The new group of young PI Roland Huber analysed strains from all four serotypes of Dengue virus alongside four strains of Zika virus, which allowed us to characterise conserved structural RNA features in these viruses in collaboration with Wan Yue at GIS. Through mutational studies we could conclusively prove that genomic RNA structures in the coding region are essential for viral fitness and may prove interesting novel targets for antiviral therapy (Huber et al.). Together with the Maurer-Stroh and Bond group and NEA, he also studied Flavivirus Cross-Reactivity to Dengue Nonstructural Protein 1 Antigen Detection Assays (Tan et al).

Filoviruses utilize their VP40 viral matrix protein to drive virion assembly and budding, in part, by recruitment of specific WW domain-bearing host proteins via its conserved PPxY Late (L) domain motif. The group of Hao Fan has docked five PPxYcontaining peptides from Marburg, Ebola and angiomotin (AMOT) peptides to Yes Associated Protein (YAP), as well as a control peptide, to identify and understand the virus-host interactions (Han et al.).

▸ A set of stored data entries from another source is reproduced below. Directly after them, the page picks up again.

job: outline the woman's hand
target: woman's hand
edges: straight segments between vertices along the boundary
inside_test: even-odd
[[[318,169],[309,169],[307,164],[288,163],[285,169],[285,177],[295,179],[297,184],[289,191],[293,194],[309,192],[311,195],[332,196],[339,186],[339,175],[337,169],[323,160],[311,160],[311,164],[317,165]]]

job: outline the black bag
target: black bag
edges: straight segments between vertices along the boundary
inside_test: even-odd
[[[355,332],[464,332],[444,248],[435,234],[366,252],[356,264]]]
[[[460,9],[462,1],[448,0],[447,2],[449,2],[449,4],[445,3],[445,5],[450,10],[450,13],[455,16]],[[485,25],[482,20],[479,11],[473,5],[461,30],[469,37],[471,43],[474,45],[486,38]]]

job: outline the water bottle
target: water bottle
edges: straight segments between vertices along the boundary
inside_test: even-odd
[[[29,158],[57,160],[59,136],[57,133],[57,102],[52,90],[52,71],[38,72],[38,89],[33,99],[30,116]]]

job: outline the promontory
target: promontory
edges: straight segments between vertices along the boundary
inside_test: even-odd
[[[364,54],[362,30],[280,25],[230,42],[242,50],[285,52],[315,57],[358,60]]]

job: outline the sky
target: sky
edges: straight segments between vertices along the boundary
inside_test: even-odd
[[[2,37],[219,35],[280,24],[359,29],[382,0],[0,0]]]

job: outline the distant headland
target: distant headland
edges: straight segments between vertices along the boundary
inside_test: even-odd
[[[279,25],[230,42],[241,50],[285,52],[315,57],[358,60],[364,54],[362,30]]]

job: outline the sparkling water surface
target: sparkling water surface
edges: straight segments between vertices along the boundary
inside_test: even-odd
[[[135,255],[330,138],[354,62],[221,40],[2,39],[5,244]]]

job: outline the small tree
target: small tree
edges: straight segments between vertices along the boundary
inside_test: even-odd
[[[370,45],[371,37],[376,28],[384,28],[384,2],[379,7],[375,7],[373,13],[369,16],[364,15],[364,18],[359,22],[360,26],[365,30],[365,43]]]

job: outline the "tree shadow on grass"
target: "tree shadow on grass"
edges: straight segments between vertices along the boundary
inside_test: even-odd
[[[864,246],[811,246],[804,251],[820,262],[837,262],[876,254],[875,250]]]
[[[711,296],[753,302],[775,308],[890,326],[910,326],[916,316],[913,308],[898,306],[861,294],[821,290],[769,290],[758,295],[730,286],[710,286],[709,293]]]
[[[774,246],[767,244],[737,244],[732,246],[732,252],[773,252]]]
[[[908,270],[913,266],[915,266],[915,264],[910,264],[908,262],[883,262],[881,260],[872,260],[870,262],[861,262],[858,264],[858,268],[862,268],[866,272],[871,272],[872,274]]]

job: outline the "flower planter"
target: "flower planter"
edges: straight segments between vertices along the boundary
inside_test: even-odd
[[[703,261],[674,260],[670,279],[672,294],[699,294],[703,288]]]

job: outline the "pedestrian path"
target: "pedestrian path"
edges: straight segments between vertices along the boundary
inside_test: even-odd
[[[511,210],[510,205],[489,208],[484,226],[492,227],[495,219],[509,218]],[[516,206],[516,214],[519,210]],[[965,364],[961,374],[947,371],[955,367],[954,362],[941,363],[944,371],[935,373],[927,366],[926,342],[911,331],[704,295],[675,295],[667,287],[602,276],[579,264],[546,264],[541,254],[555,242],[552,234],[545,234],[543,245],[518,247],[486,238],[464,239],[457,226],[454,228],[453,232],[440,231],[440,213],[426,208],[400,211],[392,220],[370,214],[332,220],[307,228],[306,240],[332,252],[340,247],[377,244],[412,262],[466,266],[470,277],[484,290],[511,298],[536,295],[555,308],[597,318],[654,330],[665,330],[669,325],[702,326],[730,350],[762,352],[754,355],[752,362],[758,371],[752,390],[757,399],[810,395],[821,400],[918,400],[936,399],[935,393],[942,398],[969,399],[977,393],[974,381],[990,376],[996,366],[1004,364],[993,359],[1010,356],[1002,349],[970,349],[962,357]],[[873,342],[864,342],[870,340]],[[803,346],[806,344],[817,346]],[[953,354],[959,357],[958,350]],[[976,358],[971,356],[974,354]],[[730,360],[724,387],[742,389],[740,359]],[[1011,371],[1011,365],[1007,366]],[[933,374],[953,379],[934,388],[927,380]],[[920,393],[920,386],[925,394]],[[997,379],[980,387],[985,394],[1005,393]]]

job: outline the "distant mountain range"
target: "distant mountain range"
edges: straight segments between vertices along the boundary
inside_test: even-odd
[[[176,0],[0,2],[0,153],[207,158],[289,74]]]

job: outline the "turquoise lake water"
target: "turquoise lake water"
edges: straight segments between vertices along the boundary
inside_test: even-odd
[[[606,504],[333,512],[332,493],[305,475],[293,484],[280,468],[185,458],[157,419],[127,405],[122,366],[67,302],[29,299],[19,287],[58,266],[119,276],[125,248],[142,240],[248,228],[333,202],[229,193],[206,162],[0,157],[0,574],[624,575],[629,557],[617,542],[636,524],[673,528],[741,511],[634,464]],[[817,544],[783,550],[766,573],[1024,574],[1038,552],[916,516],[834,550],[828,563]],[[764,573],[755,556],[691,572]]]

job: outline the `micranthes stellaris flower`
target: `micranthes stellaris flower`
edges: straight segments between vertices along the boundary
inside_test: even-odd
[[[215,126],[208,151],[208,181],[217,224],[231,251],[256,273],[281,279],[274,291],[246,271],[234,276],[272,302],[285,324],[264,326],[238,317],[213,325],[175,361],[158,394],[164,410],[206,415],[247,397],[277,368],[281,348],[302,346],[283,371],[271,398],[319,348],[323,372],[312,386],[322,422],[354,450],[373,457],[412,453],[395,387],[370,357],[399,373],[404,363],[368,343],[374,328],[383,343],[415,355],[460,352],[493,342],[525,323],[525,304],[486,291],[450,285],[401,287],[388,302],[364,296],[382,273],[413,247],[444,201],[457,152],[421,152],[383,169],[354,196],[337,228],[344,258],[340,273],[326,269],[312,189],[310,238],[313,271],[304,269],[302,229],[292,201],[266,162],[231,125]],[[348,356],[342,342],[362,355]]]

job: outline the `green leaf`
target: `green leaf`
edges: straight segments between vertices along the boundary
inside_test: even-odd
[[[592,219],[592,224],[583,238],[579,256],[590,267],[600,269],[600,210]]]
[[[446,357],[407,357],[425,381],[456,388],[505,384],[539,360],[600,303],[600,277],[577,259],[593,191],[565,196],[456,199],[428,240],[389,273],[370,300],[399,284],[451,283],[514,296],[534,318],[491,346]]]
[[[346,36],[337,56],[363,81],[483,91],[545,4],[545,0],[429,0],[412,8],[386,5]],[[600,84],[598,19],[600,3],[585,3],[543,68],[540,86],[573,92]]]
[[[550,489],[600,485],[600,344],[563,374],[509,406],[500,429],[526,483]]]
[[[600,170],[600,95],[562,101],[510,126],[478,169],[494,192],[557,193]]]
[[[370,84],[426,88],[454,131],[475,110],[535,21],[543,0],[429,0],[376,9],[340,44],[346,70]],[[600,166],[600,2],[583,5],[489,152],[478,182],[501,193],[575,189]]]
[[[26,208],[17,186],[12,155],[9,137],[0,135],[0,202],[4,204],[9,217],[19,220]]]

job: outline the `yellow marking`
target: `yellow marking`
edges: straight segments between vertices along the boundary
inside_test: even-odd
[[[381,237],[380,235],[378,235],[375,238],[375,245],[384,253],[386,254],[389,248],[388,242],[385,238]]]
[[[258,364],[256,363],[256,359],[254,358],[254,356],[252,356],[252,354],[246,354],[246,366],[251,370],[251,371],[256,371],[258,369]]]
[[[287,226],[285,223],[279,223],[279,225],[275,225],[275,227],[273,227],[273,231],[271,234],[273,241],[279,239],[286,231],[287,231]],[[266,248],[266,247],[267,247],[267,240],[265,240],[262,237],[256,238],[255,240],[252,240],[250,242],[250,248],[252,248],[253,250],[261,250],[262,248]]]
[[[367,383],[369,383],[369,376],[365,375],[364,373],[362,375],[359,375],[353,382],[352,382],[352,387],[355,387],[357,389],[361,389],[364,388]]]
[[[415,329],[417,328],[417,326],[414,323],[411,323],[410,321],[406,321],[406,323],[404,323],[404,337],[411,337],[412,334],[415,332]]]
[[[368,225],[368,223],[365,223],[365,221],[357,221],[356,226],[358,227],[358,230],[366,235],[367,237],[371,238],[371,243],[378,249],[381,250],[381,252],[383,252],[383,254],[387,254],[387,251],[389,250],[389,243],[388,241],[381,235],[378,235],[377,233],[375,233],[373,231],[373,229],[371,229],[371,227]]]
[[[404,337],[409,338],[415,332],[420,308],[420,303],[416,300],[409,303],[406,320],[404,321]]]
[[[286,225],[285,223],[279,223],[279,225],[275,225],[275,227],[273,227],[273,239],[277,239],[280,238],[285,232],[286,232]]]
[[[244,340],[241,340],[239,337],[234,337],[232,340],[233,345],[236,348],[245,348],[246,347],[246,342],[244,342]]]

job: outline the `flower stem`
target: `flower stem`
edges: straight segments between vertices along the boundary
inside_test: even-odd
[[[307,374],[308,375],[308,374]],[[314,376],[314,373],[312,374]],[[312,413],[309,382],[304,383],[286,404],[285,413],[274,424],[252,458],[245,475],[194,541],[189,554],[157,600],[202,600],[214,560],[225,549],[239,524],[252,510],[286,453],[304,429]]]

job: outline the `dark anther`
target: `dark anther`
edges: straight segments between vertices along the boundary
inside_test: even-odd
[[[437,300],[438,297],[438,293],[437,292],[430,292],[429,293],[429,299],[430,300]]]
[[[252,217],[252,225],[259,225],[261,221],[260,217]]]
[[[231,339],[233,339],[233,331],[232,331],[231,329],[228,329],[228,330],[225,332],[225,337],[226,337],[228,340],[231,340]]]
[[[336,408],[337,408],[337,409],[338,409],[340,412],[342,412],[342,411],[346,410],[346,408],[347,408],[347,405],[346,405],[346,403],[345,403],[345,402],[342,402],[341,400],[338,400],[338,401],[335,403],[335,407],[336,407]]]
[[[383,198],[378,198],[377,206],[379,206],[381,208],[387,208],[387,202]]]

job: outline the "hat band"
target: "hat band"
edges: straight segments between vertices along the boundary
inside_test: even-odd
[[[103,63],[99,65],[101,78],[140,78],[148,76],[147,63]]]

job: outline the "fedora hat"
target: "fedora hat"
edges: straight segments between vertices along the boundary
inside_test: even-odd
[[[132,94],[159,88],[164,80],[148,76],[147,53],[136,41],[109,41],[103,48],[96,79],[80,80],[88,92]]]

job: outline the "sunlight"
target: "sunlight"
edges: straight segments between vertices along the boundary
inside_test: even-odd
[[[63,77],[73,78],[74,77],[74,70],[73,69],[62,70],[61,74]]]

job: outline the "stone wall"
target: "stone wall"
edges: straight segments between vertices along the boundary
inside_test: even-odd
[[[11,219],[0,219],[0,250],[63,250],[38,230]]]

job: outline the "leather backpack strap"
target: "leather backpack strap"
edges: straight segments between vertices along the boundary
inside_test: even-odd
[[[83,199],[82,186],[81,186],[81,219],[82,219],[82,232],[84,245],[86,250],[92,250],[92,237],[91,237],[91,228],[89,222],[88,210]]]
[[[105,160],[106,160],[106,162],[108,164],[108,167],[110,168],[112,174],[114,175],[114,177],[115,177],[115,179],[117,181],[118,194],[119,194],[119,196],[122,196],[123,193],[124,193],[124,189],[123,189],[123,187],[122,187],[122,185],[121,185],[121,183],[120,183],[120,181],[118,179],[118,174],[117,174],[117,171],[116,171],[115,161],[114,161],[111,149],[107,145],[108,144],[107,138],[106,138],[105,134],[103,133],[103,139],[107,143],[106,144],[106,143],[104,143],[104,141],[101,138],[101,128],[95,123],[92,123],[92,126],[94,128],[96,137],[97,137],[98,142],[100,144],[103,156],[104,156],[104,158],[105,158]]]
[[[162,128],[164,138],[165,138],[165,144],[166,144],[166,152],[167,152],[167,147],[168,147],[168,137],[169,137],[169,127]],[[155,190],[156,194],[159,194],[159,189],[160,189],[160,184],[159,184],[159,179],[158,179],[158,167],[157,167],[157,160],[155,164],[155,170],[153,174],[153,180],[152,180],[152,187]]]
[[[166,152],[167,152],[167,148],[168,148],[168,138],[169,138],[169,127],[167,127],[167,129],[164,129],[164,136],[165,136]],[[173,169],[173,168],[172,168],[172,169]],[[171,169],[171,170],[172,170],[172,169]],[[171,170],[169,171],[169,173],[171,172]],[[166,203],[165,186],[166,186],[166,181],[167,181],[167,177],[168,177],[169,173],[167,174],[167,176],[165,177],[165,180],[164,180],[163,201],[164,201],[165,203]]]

Bacterial and Fungal Infections

The important long-term collaboration between the Verma group and the Beuerman group at the Singapore Eye Research Institute has focused on Defensin-derived antimicrobials for eye infections with partners from NTU, NUS and Singapore General Hospital. Besides the already available Defensins Knowledgbase (http://defensins.bii.a-star.edu.sg/), new molecules are now in pre-clinical testing and show activity against a broad spectrum of clinical strains of both gram positive and gram negative bacteria including Pseudomonas, MRSA, fungi (Fusarium, Candida) and Tb. These molecules are fast acting, stable, and do not give rise to resistance and additionally their toxicity is very low, thus characterizing them with a high therapeutic index. Some of these compounds demonstrate a high level of synergy with existing antibiotics, leading to potential reductions in dosage. We started a programme to study these and clinical trials are planned for eye infections. A spinoff has recently been setup to commercialize some of the molecules (www.sinsalabs.com).

An atomic model of the changes in the membrane associated with the MCR resistance has been created jointly by BII and SERI and has been used to design ab initio a novel molecule that was synthesized and showed activity as an excellent adjuvant to administering colistin at significantly reduced and efficacious doses towards the treatment of resistant pathogens. This has resulted in new IP, a manuscript under review and a spinoff planned for early 2020.